|
Texto Anterior | Próximo Texto | Índice
OPINIÃO ECONÔMICA
Quando é difícil prever o passado
ANTONIO BARROS DE CASTRO
Há países que teimam em
desafiar teorias e desmentir
expectativas.
Dizia Kuznets nos anos 1950
que há quatro tipos de países: os
desenvolvidos, os subdesenvolvidos, o Japão e a Argentina. Queria com isso dizer que os dois primeiros grupos apresentavam diversas consistências, facilitando o
entendimento do que ali se passava e permitindo o exercício de
previsões. Já o Japão e a Argentina eram órfãos de teorias e pouco
previsíveis. O mesmo podia ser dito acerca da China. Stálin várias
vezes a ela se referiu empregando
a expressão pejorativa "excepcionalismo chinês". Pudera! Ali se
tentava uma revolução comunista liderada por camponeses.
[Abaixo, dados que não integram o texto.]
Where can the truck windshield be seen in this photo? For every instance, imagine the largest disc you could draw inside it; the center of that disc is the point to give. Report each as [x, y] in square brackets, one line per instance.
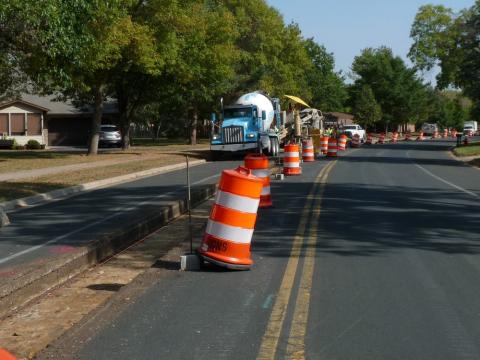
[235, 113]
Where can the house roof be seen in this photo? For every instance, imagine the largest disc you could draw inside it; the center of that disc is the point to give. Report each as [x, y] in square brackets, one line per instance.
[53, 107]
[12, 102]
[67, 107]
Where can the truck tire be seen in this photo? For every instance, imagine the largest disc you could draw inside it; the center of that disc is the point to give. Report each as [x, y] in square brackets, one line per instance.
[275, 146]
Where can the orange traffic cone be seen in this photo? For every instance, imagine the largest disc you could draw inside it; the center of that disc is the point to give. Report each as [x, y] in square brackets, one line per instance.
[258, 164]
[291, 160]
[231, 223]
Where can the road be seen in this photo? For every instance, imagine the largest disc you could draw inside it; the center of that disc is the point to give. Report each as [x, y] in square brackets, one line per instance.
[372, 256]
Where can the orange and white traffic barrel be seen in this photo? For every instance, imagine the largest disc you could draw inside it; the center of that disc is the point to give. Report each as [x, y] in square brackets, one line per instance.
[342, 142]
[308, 154]
[332, 147]
[355, 141]
[381, 139]
[324, 144]
[369, 139]
[395, 137]
[291, 160]
[5, 355]
[260, 167]
[232, 220]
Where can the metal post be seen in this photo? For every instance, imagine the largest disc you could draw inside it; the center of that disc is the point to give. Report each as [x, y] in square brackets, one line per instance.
[189, 209]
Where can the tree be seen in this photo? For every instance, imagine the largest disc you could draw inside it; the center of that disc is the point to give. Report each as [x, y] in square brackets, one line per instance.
[366, 109]
[327, 86]
[75, 49]
[396, 88]
[451, 41]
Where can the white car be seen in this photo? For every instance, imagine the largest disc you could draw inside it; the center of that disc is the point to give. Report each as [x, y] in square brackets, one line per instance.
[351, 130]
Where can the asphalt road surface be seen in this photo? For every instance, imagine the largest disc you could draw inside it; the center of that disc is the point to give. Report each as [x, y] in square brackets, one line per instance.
[372, 256]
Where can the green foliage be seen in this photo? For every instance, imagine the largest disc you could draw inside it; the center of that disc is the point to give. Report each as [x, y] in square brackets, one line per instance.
[451, 41]
[328, 89]
[166, 61]
[33, 145]
[401, 95]
[366, 109]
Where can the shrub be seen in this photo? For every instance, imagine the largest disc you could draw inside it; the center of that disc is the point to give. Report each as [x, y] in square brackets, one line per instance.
[33, 145]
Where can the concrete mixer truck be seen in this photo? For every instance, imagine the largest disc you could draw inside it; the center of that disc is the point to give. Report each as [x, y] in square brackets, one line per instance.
[251, 124]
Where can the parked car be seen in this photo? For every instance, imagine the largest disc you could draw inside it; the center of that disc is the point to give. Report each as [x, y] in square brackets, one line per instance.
[110, 136]
[351, 130]
[429, 129]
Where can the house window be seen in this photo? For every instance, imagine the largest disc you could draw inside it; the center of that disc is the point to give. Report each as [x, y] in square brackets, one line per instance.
[3, 124]
[18, 124]
[34, 124]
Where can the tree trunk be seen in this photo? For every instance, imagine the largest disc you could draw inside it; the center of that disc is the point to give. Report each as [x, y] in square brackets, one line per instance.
[193, 127]
[96, 121]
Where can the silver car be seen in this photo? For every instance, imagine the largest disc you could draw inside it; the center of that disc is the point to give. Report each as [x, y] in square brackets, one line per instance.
[110, 136]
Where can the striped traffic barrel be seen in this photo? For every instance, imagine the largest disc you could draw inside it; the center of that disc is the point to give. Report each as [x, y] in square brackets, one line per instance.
[260, 167]
[332, 147]
[342, 142]
[307, 150]
[355, 141]
[369, 139]
[324, 144]
[232, 220]
[291, 160]
[381, 139]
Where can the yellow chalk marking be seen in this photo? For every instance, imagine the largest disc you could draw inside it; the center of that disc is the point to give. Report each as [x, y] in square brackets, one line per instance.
[268, 347]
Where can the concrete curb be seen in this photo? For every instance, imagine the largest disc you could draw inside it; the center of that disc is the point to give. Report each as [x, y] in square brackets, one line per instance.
[37, 279]
[60, 194]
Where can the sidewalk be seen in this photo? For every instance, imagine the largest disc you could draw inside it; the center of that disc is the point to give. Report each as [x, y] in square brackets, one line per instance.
[24, 174]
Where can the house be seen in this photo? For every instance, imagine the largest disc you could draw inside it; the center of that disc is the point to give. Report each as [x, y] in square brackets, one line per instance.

Os países excepcionais parecem
tender a continuar embaraçosamente pouco previsíveis. "O Japão
como número um", do best-seller
de Ezra Vogel, tornou-se o país
doente e estagnado do final do século 20. A China, por muitos referida como "baleia" (por contraste
como os chamados "tigres asiáticos") e acerca da qual prevalecia
o maior pessimismo após a tragédia da praça Tiananmen, teve
um crescimento fulgurante durante os anos 1990 -e continua a
apresentar bons resultados em
meio ao conturbado quadro
atual.
Mas em matéria de imprevisibilidade a Argentina é verdadeiramente um caso a parte. Como dizia Daniel Heymann, numa conferência no Instituto de Economia
da UFRJ, para falar daquele país,
é preciso, antes de mais nada, especificar de que país estamos falando. Há a Argentina de US$
2.500 per capita, há a de US$
15.000 per capita e a de US$ 8.000
(a cada um desses valores corresponde uma pequena nuvem de
pontos, num gráfico em que cada
ano é representado por um ponto). Como falar de crescimento
sustentável nesse país (a partir de
que base?)? Por outro lado, evidentemente, o país de US$ 2.500
não tem como pagar dívidas assumidas no país de US$ 8.000 per
capita!
Mas a Argentina cresceu inusitadamente nos anos 1990. O comércio sofisticou-se espetacularmente. Parecia a velha Argentina. Se questionados hoje, porém,
os argentinos unanimemente dirão que foi um desastre. O passado mudou. Há países em que é
tão difícil prever o futuro quanto
o passado. E aqui cabe uma menção ao Brasil.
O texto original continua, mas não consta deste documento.